Hubo un tiempo, explica el artista, en el que Luis Miguel Dominguín quiso estrechar lazos con su hijo. «Un día, le pillé mirándome embelesado. Le dije: 'Quita esa cara de tonto ya'». El diestro le contestó que le parecía imposible que alguien de su familia hubiese llegado a algo sin haberle pedido nada jamás. «Te equivocas», le contestó Bosé, «me has dado cuatro idiomas, unos estudios en el Liceo francés y un entorno espectacular, rodeado de grandes personajes... Y te he robado el ADN».

Cuando un taxista que llevaba a Dominguín le dijo: «Yo a usted le conozco, es el padre de Miguel Bosé», la percepción del torero cambió. «A partir de ahí quiso recuperar el tiempo y se sintió avergonzado porque no supo ver en su momento lo que yo iba a ser. Tal vez vez si me hubiera entendido, yo no hubiese acabado siendo quien soy, porque en esos conflictos se creo el carácter de Miguel Bosé», admite el cantante.

Bosé tuvo la suerte de crecer en una casa rodeado de artistas y cultura, pero, lamenta en el libro, los abrazos «se dosificaban». Por eso ahora su casa «tiene todo aquello» que de alguna manera le faltó. «Mis hijos a veces me dicen que soy un pulpo, pero es que como que tengo que recuperar los abrazos y ese cariño perdido». Y va más allá: «Probablemente de haber vivido en una casa diferente, yo no hubiese sido quien soy, probablemente no tendría el mismo carácter, porque creo que en las dificultades se forjan mucho más los caracteres que en las bonanzas».

De Picasso a Deborah Kerr

Uno de los momentos más duros del libro es cuando relata los días de su madre durmiendo en la calle. «Aquella imagen caló muy hondo, fue terrible, devastador». Pero hay momentos más amables. Bosé guarda un cariño muy especial a Ava Gardner, una de las mejores amigas de su madre. «Era una mujer que nos fascinaba mucho. Cuando venía a jugar con nosotros en el chalé de Somosaguas, se descalzaba, se tiraba al suelo, extendía sus vestidos e iba siempre peinada con esa belleza extrema... Le jodía muchísimo que le dijeran 'el animal mas bello del mundo', decía: 'Yo no soy un animal, malditos, soy una mujer'. Tenía esa cosa de poderío y fascinación que tienen los felinos y ella jugaba con nosotros y jugaba bien, nos dedicaba tiempo y atención».

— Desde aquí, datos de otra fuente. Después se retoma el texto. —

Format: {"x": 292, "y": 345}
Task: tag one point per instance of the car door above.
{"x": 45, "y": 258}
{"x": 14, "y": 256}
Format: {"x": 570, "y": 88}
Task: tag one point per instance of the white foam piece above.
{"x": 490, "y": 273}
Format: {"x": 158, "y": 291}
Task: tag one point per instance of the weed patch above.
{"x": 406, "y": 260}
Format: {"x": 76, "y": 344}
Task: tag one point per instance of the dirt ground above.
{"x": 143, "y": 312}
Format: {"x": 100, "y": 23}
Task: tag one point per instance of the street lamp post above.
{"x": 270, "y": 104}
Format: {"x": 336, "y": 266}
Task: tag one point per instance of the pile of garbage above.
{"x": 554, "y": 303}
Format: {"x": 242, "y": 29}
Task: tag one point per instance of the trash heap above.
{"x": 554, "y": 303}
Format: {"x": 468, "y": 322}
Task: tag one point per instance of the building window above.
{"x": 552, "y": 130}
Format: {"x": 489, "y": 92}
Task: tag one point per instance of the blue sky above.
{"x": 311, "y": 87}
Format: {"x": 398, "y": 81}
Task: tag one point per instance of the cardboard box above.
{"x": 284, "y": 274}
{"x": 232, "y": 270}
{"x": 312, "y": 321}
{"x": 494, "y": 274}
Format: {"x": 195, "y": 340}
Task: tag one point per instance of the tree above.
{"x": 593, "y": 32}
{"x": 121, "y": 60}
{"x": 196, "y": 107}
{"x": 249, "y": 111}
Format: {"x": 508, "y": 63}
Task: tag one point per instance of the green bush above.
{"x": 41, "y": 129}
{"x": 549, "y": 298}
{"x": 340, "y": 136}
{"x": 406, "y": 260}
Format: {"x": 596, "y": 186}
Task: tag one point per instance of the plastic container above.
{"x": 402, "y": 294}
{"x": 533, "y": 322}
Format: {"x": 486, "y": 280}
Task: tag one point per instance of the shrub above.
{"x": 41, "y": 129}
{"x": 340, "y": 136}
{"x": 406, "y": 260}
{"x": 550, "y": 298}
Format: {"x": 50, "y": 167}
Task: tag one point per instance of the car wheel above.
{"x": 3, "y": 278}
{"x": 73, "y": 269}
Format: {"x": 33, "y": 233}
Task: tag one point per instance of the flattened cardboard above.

El cantante tiene una teoría y es que los niños recuerdan a las personas de la infancia y las separan en dos categorías, los que juegan con ellos y los que no. Deborah Kerr era de las segundas. «Le gustaba más el calimocho», dice entre risas.

Sorprende también la visión que regala de Pablo Picasso, a menudo descrito como un ser dominante para con las mujeres. «No es el Picasso que yo conocí, tierno, abuelo y apoderado de un niño. Él decidió que yo iba a ser lo que el veía en mí y me inició a esas cosas sin perder tiempo», dice quien recibió montones de dibujos en su infancia y adolescencia del genial pintor. «No valen nada porque no están firmados. Yo no tengo Picassos, yo tengo Pablos», concluye. Bosé vuelve a despedirse con un apretón de manos.